My function reflects this property. See plot: http://www.wolframalpha.com/input/?i=plot+y+%3D+0.4595^9%28-%28%281+-+0.4595%29^x+-+1%29%29. Yours is logical at face value, but you're dramatically over-counting due to the fact that an event chain p_1...p_10 overlaps with an event chain of p_2...p_11 by 9 events. That's why the probabilities you're churning out are so much higher.

The base case was wrong, as you said. I generally work with zero-based functions, so slip of habit. Correcting this gives the following function:

f(i) = 0.4595^9(-((1 - 0.4595)^i - 1))

f(185) = 0.000913208

Thus, it actually makes no difference within the bounds of rounding error. If I had let it expand, it would have produced a slightly larger value than previously, but only slightly.
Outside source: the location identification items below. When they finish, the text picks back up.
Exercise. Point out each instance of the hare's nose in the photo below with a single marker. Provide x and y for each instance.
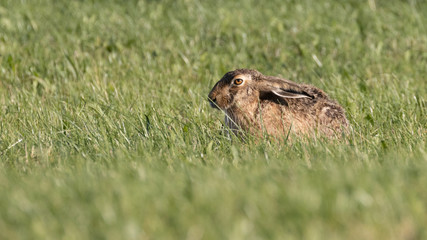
(212, 102)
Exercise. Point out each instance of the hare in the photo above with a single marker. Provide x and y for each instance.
(255, 103)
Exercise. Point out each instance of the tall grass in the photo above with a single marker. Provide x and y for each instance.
(105, 131)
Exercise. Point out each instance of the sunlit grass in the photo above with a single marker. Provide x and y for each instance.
(105, 131)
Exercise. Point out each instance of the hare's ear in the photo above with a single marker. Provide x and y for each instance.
(287, 93)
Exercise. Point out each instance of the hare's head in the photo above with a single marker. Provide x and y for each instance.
(244, 86)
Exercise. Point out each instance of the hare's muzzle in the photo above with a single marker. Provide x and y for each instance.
(212, 102)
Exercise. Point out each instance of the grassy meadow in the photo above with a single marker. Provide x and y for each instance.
(106, 133)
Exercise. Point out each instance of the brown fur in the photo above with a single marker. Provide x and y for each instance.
(276, 106)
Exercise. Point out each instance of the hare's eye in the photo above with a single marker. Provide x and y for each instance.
(238, 81)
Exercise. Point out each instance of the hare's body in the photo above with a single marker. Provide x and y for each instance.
(256, 103)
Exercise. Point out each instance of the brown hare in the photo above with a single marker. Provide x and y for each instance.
(256, 103)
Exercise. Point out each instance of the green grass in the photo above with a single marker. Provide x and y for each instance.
(105, 131)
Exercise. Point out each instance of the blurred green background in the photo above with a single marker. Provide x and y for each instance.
(105, 131)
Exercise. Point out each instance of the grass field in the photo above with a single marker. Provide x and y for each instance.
(105, 131)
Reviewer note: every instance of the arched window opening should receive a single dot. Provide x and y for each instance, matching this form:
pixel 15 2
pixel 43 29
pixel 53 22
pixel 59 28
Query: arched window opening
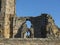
pixel 0 5
pixel 28 23
pixel 27 34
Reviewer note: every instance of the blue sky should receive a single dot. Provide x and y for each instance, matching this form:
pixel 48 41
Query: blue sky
pixel 36 7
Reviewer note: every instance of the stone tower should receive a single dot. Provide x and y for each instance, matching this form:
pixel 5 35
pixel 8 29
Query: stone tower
pixel 7 9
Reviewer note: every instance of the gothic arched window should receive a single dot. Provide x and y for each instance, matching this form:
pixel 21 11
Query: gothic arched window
pixel 0 5
pixel 27 34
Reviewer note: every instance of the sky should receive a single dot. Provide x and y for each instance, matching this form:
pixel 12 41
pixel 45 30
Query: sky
pixel 37 7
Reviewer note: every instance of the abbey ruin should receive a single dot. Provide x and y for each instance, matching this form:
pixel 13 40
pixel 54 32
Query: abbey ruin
pixel 11 26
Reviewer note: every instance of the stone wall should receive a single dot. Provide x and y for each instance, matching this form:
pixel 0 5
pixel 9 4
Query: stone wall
pixel 33 41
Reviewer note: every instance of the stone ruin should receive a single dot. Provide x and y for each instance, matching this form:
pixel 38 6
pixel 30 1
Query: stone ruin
pixel 14 30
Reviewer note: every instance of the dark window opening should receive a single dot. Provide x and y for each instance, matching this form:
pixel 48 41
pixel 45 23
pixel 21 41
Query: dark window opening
pixel 28 34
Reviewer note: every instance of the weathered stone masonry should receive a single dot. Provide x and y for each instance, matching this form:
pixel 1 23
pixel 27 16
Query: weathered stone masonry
pixel 13 29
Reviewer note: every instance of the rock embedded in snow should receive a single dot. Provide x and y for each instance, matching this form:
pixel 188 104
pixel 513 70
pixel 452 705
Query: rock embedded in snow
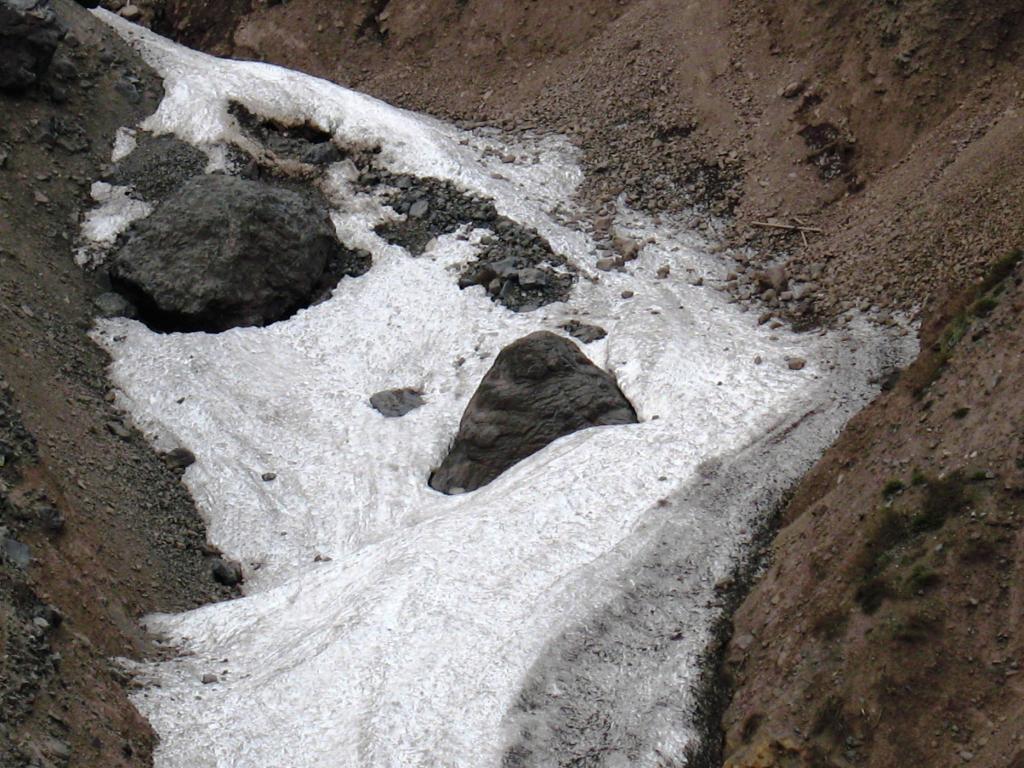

I can get an experimental idea of the probability by using a program like:

Code:

for(i=0;i<10000000000;i++){
for(j=0;j<185;j++){
if(rand.Next()<prob){
hits++;
if(hits>=10){
count++;
if(count>maxStreak)
maxStreak = count;
}
}
else
hits = 0;
}
}
Console.Write("Probability: "(count/i) "\nMax Streak: " maxStreak);

I'll run it next time I've got access to my programming suite.

I'll run this myself tomorrow. 10 trillion is a lot of iterations, but we're talking about very, very small odds. It seems like the margin for error will be fairly high.